As old as Wencel’s horse? Older, surely, in a sense, for his wolf had been abroad, repeatedly reincarnated, for four hundred extra years before being so bloodily harvested. Part of that time had been spent high up in the Cantons, judging by the pictures of cold peaks that lingered in his mind. A long happy period, several domesticated wolf-lives, in some tiny hamlet in a forgotten vale where seasons and generations turned in a slow wheel… The attrition of mischance might have cut short the accumulation of wolf souls, yet had not. Which suggested in turn that Someone with a long, long attention span might have been manipulating those chances. Must have been, his mirthless reason corrected this.

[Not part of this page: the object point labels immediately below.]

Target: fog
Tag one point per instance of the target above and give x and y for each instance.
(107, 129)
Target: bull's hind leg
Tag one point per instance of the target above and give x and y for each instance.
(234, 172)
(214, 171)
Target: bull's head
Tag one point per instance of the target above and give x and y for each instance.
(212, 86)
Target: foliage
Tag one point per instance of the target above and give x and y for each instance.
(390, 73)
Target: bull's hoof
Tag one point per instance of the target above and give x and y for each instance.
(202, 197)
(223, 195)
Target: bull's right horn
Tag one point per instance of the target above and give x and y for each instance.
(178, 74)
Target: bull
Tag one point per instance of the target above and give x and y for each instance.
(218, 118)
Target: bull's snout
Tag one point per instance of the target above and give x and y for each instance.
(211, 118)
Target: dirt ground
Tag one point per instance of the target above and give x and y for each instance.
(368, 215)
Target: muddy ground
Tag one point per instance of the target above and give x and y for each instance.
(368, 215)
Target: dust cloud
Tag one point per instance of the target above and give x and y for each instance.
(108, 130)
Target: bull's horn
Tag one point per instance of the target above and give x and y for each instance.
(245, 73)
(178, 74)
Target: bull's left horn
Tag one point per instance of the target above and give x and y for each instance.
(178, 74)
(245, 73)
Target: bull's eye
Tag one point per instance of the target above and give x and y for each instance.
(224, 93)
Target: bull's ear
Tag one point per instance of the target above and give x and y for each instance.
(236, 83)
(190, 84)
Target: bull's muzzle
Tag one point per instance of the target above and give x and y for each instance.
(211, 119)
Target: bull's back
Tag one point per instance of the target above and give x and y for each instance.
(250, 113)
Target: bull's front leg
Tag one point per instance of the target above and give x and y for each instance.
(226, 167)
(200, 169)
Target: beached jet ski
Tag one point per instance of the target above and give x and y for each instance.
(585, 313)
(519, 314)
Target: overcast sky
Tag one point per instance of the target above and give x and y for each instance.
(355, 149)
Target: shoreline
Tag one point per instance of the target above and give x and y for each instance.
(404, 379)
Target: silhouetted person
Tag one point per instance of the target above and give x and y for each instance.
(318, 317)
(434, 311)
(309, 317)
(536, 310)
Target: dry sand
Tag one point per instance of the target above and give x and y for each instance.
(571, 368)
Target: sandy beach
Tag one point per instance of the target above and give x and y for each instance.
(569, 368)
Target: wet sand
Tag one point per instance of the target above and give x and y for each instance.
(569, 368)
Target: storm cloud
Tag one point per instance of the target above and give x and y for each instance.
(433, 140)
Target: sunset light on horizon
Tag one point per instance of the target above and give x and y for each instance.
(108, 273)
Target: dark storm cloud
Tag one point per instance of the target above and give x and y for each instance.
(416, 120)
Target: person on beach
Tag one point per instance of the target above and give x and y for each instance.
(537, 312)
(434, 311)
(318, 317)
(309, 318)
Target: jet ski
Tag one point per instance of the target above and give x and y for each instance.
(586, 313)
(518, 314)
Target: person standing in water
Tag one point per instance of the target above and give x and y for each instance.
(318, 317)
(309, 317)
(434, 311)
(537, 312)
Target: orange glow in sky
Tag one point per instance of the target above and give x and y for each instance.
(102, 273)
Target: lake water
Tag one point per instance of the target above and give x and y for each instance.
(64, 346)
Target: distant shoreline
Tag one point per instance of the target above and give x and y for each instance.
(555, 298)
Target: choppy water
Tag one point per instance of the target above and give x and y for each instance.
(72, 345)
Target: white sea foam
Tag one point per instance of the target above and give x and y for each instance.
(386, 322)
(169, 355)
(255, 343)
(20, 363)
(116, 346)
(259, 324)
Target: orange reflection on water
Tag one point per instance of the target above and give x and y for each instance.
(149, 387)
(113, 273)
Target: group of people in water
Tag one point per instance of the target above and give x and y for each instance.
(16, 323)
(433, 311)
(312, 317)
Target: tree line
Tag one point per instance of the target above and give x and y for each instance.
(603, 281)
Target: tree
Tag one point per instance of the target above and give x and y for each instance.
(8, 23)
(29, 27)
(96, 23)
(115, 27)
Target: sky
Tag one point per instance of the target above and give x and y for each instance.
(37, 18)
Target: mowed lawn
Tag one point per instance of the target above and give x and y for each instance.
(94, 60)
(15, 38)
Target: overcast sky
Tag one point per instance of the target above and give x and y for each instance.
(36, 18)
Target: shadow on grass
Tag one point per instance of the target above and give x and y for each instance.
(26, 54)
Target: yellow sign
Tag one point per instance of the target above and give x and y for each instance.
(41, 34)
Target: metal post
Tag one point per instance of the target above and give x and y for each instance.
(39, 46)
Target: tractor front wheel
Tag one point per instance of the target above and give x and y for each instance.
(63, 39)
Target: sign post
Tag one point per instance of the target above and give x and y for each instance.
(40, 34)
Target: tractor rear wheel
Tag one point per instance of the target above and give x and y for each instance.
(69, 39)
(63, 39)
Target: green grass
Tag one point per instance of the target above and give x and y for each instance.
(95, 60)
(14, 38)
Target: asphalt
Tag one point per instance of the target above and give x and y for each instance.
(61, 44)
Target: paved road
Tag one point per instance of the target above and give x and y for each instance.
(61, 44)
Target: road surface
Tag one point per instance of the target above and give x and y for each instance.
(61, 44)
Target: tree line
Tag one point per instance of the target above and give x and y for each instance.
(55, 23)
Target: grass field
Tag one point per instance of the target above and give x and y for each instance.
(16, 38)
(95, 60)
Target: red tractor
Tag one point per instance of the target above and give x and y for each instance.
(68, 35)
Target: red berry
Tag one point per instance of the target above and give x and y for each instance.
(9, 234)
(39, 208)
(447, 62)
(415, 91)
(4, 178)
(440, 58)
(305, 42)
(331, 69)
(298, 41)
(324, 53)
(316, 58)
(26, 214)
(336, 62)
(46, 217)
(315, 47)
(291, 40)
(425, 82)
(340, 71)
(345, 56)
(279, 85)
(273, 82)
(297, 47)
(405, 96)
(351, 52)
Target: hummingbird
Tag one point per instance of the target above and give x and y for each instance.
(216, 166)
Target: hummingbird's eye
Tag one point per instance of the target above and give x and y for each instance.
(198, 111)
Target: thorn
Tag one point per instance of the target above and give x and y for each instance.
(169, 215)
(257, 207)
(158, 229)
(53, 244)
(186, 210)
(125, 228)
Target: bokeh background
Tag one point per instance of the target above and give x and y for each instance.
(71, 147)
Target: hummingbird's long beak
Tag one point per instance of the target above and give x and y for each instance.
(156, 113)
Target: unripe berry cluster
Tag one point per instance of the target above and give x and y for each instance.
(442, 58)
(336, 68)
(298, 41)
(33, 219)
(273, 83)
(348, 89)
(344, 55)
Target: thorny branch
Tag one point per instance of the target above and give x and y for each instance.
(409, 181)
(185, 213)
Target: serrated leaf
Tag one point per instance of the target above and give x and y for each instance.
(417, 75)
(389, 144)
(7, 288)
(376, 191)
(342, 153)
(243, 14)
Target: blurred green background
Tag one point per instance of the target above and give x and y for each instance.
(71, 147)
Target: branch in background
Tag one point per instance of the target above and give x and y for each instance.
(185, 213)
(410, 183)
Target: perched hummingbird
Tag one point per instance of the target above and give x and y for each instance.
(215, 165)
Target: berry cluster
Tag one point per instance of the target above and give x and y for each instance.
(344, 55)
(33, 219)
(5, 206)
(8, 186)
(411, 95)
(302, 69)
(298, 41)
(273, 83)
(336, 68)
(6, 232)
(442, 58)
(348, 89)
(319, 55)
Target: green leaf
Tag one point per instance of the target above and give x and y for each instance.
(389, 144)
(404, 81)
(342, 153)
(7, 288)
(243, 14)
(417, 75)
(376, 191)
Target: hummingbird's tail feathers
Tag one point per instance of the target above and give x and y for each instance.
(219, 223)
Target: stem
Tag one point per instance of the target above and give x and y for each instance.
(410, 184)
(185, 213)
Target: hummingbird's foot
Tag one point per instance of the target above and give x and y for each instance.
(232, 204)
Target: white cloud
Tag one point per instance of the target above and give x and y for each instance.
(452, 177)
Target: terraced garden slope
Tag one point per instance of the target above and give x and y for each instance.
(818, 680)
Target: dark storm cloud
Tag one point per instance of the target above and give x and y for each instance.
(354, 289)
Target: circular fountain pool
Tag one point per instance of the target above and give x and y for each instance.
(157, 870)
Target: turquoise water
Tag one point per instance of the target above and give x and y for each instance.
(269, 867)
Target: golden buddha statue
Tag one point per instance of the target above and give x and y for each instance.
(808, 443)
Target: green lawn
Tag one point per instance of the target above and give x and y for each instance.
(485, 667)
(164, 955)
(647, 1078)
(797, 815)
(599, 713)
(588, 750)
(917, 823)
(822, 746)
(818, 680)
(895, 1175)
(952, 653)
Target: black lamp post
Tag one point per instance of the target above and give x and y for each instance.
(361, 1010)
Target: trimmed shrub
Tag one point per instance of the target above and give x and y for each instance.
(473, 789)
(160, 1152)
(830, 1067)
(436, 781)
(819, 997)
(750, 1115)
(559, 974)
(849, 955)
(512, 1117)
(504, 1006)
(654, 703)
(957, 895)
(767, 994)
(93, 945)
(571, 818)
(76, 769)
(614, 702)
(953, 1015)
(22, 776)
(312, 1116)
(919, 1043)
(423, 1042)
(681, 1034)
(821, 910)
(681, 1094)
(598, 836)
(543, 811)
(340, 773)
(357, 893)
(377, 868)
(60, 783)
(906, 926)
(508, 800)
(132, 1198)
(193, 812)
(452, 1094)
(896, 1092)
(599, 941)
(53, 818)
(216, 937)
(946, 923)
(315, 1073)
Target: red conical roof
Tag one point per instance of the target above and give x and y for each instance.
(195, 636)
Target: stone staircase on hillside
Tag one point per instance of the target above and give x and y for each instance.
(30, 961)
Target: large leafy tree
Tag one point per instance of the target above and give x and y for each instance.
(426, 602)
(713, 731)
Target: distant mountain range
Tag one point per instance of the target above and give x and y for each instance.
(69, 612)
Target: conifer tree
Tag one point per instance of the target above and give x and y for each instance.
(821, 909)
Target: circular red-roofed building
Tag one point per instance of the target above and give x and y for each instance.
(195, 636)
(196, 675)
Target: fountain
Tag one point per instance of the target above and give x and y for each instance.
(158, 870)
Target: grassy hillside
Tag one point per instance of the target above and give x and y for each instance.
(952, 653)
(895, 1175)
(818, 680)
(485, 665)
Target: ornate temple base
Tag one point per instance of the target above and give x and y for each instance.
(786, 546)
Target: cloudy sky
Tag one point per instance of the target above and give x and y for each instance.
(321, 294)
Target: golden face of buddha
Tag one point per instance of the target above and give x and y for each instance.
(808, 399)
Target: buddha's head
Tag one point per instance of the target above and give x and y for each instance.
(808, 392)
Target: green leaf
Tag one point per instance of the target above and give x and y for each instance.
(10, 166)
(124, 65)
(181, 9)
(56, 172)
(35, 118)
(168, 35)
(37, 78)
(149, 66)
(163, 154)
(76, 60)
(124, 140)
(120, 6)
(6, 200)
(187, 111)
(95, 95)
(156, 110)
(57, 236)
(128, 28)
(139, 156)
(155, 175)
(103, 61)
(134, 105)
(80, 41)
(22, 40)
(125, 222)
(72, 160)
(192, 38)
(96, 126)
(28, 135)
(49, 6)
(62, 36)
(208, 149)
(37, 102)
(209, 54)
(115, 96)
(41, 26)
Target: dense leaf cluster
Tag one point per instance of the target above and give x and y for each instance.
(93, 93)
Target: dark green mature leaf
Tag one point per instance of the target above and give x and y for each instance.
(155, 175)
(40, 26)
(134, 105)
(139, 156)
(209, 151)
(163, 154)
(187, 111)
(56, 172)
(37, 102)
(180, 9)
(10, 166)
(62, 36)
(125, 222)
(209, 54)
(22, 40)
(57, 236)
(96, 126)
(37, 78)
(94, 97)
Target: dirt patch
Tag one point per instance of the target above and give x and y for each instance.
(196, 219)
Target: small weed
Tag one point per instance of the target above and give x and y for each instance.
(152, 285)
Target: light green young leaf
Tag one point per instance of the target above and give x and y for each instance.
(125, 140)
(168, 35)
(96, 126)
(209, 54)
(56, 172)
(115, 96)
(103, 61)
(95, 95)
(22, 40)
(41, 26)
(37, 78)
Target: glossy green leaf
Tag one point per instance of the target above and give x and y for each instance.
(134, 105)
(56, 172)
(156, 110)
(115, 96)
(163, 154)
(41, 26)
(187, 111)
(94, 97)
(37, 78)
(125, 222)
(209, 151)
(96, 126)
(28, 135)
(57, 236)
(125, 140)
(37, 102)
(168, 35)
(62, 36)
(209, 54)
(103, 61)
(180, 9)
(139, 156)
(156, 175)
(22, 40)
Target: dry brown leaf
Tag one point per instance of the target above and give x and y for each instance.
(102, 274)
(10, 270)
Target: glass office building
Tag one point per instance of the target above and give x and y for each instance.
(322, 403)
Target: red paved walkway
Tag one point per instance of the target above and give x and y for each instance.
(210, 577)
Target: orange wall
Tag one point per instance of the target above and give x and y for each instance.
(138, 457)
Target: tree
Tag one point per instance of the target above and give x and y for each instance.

If he ever saw the god again, he could ask, Ingrey supposed. I could ask now. I could pray. He had no desire to; praying held all the appeal of thrusting his hand into the holy fire on the temple plinth and holding it there. Talking to the gods had been a much more comfortable proposition when there had seemed no danger of Their talking back.

He lay back and sought within himself for that millrace-current sense of Ijada. The quiet song of it calmed him instantly. She was not, at this moment, in pain, nor unduly fatigued, except for a tense piling-up of boredom. It did not follow that she was safe; the banal comfort of the narrow house was deceptive, that way. Horseriver had named this link the unintended relict of his murderous geas, and it might be so. Was not some good salvaged from evil, from time to time? He must contrive some way to see her again, secretly and soon. And to communicate. Could this subtle perception be made more explicit? One yank for yes, two yanks for no. Well, perhaps not that, but there must be something.

His brooding was interrupted by a page rapping on his door, bidding him to attend upon the earl. Ingrey armed himself, grabbed up his long court cloak, and descended to the entry hall, where he found Horseriver, who could only have come in a short time ago, preparing to go out again.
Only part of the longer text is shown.